The record will show that what Mr Browne terms “campaign” is this newspaper's reproduction of news stories originating in Antigua and Barbuda in which he has made many accusations against Sandals and Mr Stewart without providing any proof of his claims.

In one case we commented in this space on his own declaration that he was following “entrepreneurial socialism” and would partially nationalise the hotel sector in Antigua. We warned him of what happened with the socialist experimentation in the Caribbean, and in Jamaica in particular.

Frankly, he should be thanking us for alerting him to something which is bound to ruin Antigua and Barbuda by driving away foreign investors as occurred here in the 1970s. Indeed, of the 25 investment projects which he has announced, not one has come to fruition. If our late Prime Minister Michael Manley were alive he could teach Mr Browne a thing or two.
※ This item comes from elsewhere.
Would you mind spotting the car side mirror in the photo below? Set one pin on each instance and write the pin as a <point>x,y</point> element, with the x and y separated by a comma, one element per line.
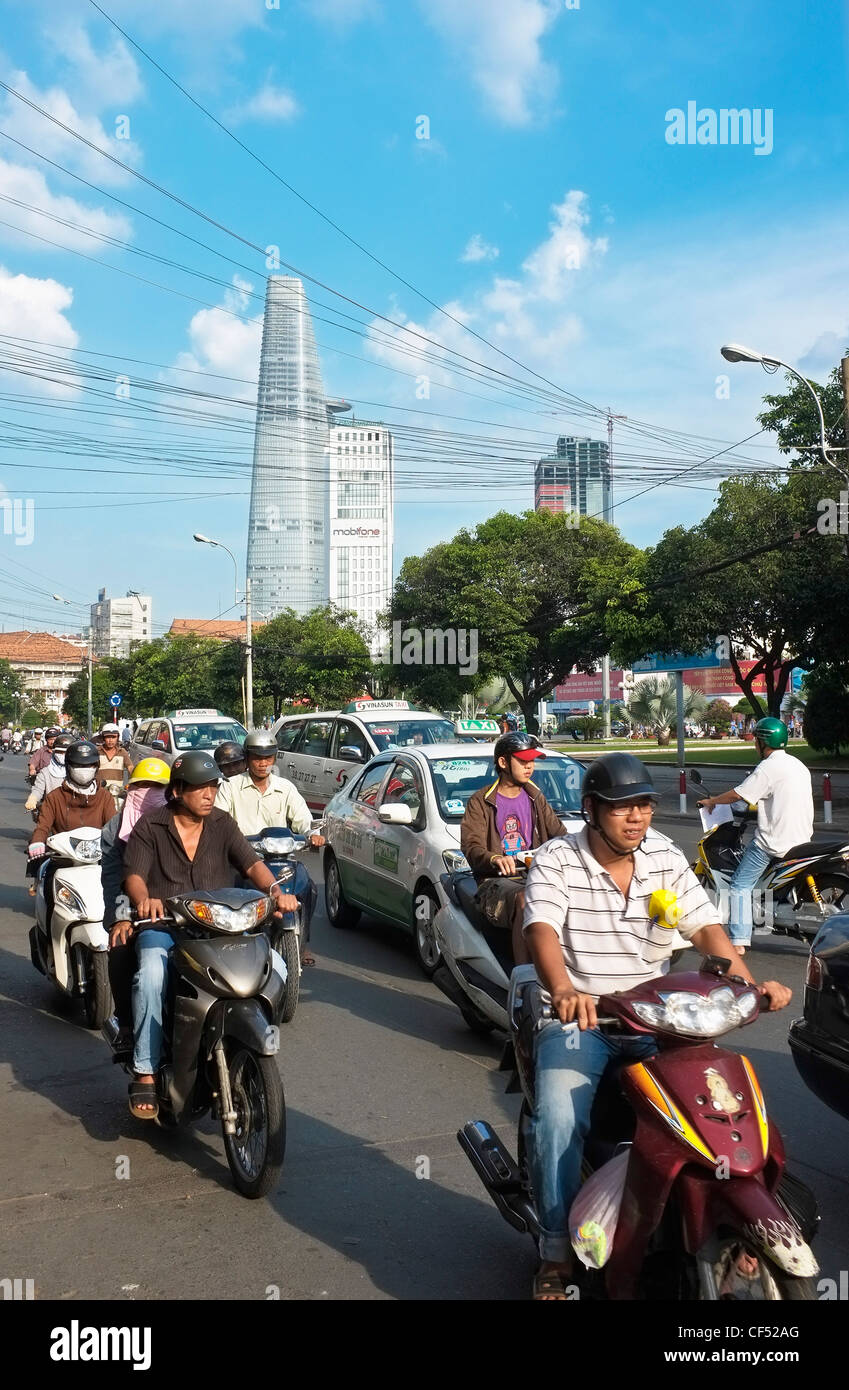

Instead, Mr Browne has turned to attacking this newspaper. He should know that his foolish belief that his attacks will stop us from publishing his rantings will not help him. He does not mention that all other Caribbean newspapers, including the Antigua Observer , are carrying the story and editorialising on it.
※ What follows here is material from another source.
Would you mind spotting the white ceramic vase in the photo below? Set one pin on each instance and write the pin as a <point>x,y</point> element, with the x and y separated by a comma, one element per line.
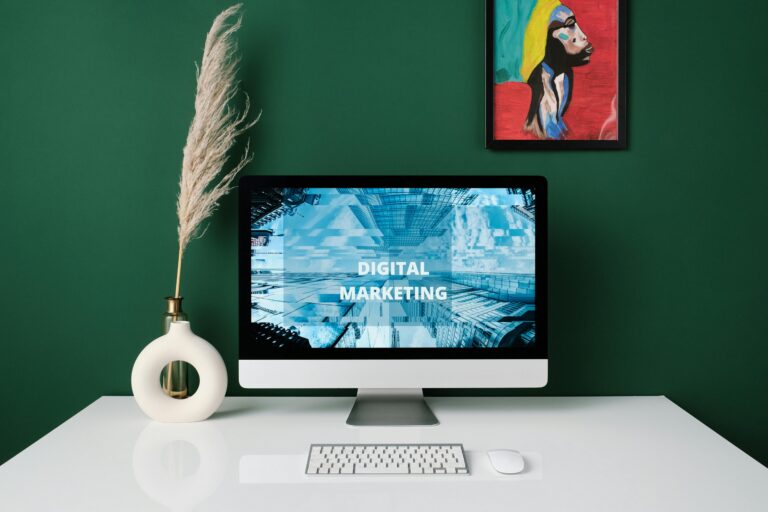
<point>179,344</point>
Any prime minister who is attacking the hotel sector in his country and its major investors, let alone declaring that socialism of whatever form is his brand of politics in 2017, will make news in any alert media. Moreover, Mr Stewart was an eminent newsmaker long before he owned the Jamaica Observer.

If that were not enough, we would find it irresistible to carry news about a highly successful Jamaican businessman — and our principal at that — who has built the Caribbean's top hotel brand and who is being attacked by a prime minister whose recklessness is about to bring down his country with him.

The further irony in Mr Browne's attack on the Jamaica Observer is that in his own country, the media is deathly afraid of him and his Administration.

The journalist rights group, the Paris-based Reporters Without Borders would find much to occupy the organisation by taking a look at how the dreadfully misguided Mr Browne treats the media in Antigua and Barbuda in the absence of a vibrant Antigua Media Association.

In the meantime, the Antiguan Prime Minister will do well to understand the difference between the Jamaica Observer and the Antigua Observer . He can have no influence over this newspaper, especially as we do not have to depend on advertising from his vengeful Government.